Latent-Class Hough Forests for Object Detection and Pose Estimation

In this paper we propose a novel framework, Latent-Class Hough Forests, for 3D object detection and pose estimation in heavily cluttered and occluded scenes. Firstly, we adapt the state-of-the-art template matching feature, LINEMOD [1], into a scale-invariant patch descriptor and integrate it into a regression forest using a novel template-based split function. In training, rather than explicitly collecting representative negative samples, our method is trained on positive samples only and we treat the class distributions at the leaf nodes as latent variables. During the inference process we iteratively update these distributions, providing accurate estimation of background clutter and foreground occlusions and thus a better detection rate. Furthermore, as a by-product, the latent class distributions can provide accurate occlusion aware segmentation masks, even in the multi-instance scenario.
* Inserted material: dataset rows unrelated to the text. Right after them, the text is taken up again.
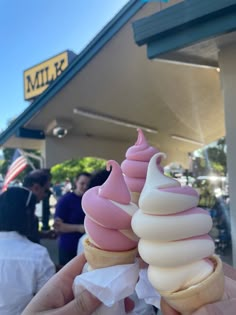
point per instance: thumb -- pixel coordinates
(83, 304)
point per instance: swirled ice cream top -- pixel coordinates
(135, 165)
(109, 211)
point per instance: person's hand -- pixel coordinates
(56, 297)
(226, 306)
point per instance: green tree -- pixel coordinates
(72, 167)
(217, 157)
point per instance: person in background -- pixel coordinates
(38, 181)
(68, 186)
(69, 219)
(57, 191)
(24, 266)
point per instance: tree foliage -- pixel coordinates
(211, 159)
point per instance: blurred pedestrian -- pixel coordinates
(69, 219)
(38, 181)
(24, 266)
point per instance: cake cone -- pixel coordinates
(98, 258)
(135, 197)
(208, 291)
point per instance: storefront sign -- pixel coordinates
(38, 78)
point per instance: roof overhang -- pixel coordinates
(113, 78)
(189, 32)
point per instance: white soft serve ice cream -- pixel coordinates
(172, 231)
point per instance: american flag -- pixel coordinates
(18, 164)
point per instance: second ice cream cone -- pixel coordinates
(135, 197)
(98, 258)
(208, 291)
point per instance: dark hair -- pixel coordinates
(41, 177)
(82, 174)
(98, 178)
(17, 206)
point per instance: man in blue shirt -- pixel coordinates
(69, 219)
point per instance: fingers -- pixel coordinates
(167, 309)
(73, 268)
(84, 304)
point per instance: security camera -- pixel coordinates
(60, 132)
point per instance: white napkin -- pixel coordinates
(110, 285)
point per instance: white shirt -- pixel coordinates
(24, 268)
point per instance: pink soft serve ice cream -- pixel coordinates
(173, 231)
(108, 213)
(135, 165)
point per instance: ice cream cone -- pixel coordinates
(135, 197)
(98, 258)
(208, 291)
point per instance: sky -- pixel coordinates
(32, 31)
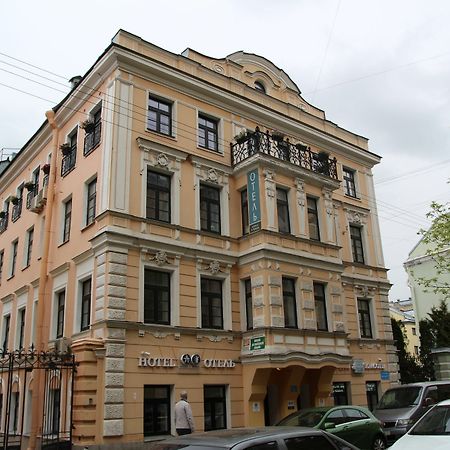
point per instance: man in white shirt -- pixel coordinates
(184, 421)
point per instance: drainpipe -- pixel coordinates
(43, 311)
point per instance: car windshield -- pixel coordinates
(303, 419)
(400, 398)
(436, 422)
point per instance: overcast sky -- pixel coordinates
(380, 69)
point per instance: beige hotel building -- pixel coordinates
(181, 222)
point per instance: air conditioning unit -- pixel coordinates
(62, 345)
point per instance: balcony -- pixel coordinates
(277, 147)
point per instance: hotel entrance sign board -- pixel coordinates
(254, 207)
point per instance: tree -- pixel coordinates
(434, 333)
(409, 367)
(438, 239)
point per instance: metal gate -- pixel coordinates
(56, 399)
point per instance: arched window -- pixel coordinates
(260, 87)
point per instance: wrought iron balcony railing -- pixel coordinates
(277, 147)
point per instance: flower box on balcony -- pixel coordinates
(88, 126)
(65, 148)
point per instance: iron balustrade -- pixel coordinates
(277, 147)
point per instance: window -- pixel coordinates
(207, 133)
(365, 326)
(313, 219)
(94, 133)
(211, 299)
(156, 410)
(30, 235)
(60, 306)
(289, 303)
(6, 325)
(321, 307)
(210, 209)
(85, 304)
(159, 116)
(356, 240)
(21, 330)
(91, 201)
(372, 394)
(67, 220)
(349, 182)
(244, 212)
(14, 247)
(215, 410)
(156, 297)
(249, 304)
(260, 87)
(158, 196)
(340, 395)
(2, 258)
(283, 211)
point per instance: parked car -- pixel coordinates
(431, 431)
(355, 424)
(266, 438)
(400, 407)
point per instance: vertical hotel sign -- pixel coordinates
(254, 208)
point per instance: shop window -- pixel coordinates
(156, 297)
(340, 394)
(289, 303)
(212, 304)
(158, 196)
(356, 241)
(156, 410)
(365, 325)
(249, 304)
(208, 134)
(244, 212)
(313, 219)
(159, 116)
(320, 306)
(283, 211)
(215, 411)
(210, 208)
(372, 394)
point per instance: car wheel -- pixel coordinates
(379, 443)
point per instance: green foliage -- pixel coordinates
(437, 237)
(434, 333)
(409, 366)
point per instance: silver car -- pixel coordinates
(266, 438)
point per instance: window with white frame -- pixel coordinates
(364, 316)
(66, 220)
(29, 246)
(348, 176)
(156, 297)
(91, 201)
(13, 261)
(86, 296)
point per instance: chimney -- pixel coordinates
(75, 81)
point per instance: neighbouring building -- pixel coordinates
(183, 222)
(403, 311)
(420, 265)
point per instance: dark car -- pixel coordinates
(355, 424)
(266, 438)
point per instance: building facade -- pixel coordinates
(187, 223)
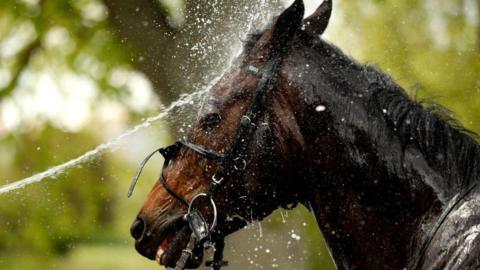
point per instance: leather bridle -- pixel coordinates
(233, 162)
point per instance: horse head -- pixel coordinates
(247, 130)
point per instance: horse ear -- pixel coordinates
(318, 21)
(288, 23)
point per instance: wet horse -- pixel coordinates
(393, 184)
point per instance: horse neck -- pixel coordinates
(370, 189)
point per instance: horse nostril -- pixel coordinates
(138, 228)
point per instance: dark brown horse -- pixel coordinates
(392, 184)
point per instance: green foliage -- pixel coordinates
(432, 48)
(51, 216)
(64, 36)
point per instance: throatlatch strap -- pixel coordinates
(186, 253)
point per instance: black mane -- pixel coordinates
(446, 145)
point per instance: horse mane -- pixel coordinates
(447, 146)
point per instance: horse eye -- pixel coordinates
(210, 120)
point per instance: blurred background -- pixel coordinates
(78, 73)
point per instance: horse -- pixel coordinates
(392, 182)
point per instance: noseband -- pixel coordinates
(230, 163)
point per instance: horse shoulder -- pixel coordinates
(457, 243)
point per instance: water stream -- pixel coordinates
(254, 20)
(109, 146)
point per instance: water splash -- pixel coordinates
(109, 146)
(255, 19)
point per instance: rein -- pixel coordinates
(232, 162)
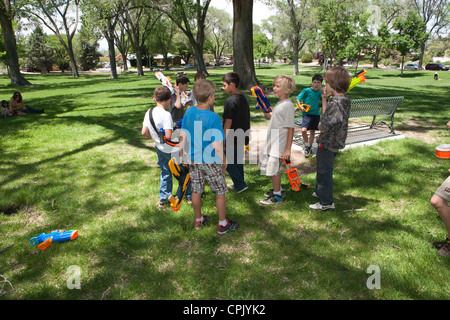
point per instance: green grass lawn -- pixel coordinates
(85, 165)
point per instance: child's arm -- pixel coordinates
(287, 150)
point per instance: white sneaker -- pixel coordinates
(318, 206)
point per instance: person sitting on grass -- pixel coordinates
(17, 106)
(202, 138)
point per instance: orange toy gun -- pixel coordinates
(261, 99)
(181, 173)
(294, 178)
(359, 77)
(307, 107)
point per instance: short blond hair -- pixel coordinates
(203, 89)
(287, 83)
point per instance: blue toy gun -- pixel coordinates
(45, 240)
(165, 81)
(261, 98)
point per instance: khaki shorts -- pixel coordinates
(211, 173)
(270, 166)
(444, 190)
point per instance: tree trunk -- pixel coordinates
(11, 47)
(112, 56)
(243, 43)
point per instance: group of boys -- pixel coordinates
(204, 145)
(209, 151)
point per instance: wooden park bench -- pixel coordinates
(371, 107)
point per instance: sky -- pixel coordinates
(260, 11)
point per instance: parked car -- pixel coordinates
(411, 66)
(436, 66)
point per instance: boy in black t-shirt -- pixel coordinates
(236, 126)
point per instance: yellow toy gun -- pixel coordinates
(262, 101)
(294, 178)
(307, 107)
(165, 81)
(181, 173)
(359, 77)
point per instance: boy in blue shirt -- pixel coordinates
(202, 139)
(310, 122)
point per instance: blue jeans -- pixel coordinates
(324, 177)
(235, 168)
(166, 183)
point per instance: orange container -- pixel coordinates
(443, 151)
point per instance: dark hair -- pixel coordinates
(318, 77)
(203, 89)
(182, 79)
(199, 75)
(338, 79)
(17, 94)
(162, 94)
(231, 77)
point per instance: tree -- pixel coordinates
(61, 17)
(9, 38)
(409, 34)
(40, 54)
(190, 17)
(243, 58)
(435, 15)
(299, 26)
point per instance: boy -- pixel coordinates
(236, 116)
(333, 133)
(202, 134)
(161, 119)
(310, 96)
(279, 137)
(179, 99)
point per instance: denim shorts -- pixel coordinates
(310, 122)
(210, 172)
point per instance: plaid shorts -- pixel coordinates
(211, 172)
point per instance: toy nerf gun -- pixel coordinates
(45, 240)
(261, 98)
(294, 178)
(165, 81)
(359, 77)
(163, 139)
(307, 107)
(181, 173)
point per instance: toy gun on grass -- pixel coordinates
(294, 178)
(45, 240)
(359, 77)
(181, 173)
(262, 102)
(165, 81)
(307, 107)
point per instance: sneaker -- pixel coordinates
(272, 200)
(318, 206)
(307, 151)
(242, 190)
(269, 194)
(445, 249)
(201, 224)
(231, 226)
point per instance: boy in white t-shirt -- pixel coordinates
(162, 119)
(279, 137)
In addition to an existing public dataset, which contains only single-instance sequences with large amounts of clutter, we have collected a new, more challenging, dataset for multiple-instance detection containing heavy 2D and 3D clutter as well as foreground occlusions. We evaluate the Latent-Class Hough Forest on both of these datasets where we outperform state of the art methods.

Contributions

We propose the Latent-Class Hough Forest, a novel patch-based approach to 3D object detection and pose estimation; It performs one-class learning at the training stage, and iteratively infers latent class distributions at test time.
We adapt the state of the art 3D holistic template feature, LINEMOD [1], to be a scale invariant patch descriptor and integrate it into the random forest framework via a novel template-based splitting function
During the inference stage, we jointly estimate the objects 3D location and pose as well as a pixel wise visibility map, which can be used as an occlusion aware figure-ground segmentation for result refinement.
We provide a new, more challenging public dataset for multi-instance 3D object detection and pose estimation, comprising near and far range 2D and 3D clutter as well as foreground occlusions.

Results

Downloads

Paper Poster

Dataset

Thanks to Wadim Kehl we have new corrected annotations for our dataset. Please make use of the updated groundtruth for either new or old object models.

Read info – Old Object Models [12.9 MB] – New Object Models [16.7 MB]

New corrected annotation for: Old Object Models [2.4 MB] – New Object Models [2.4 MB]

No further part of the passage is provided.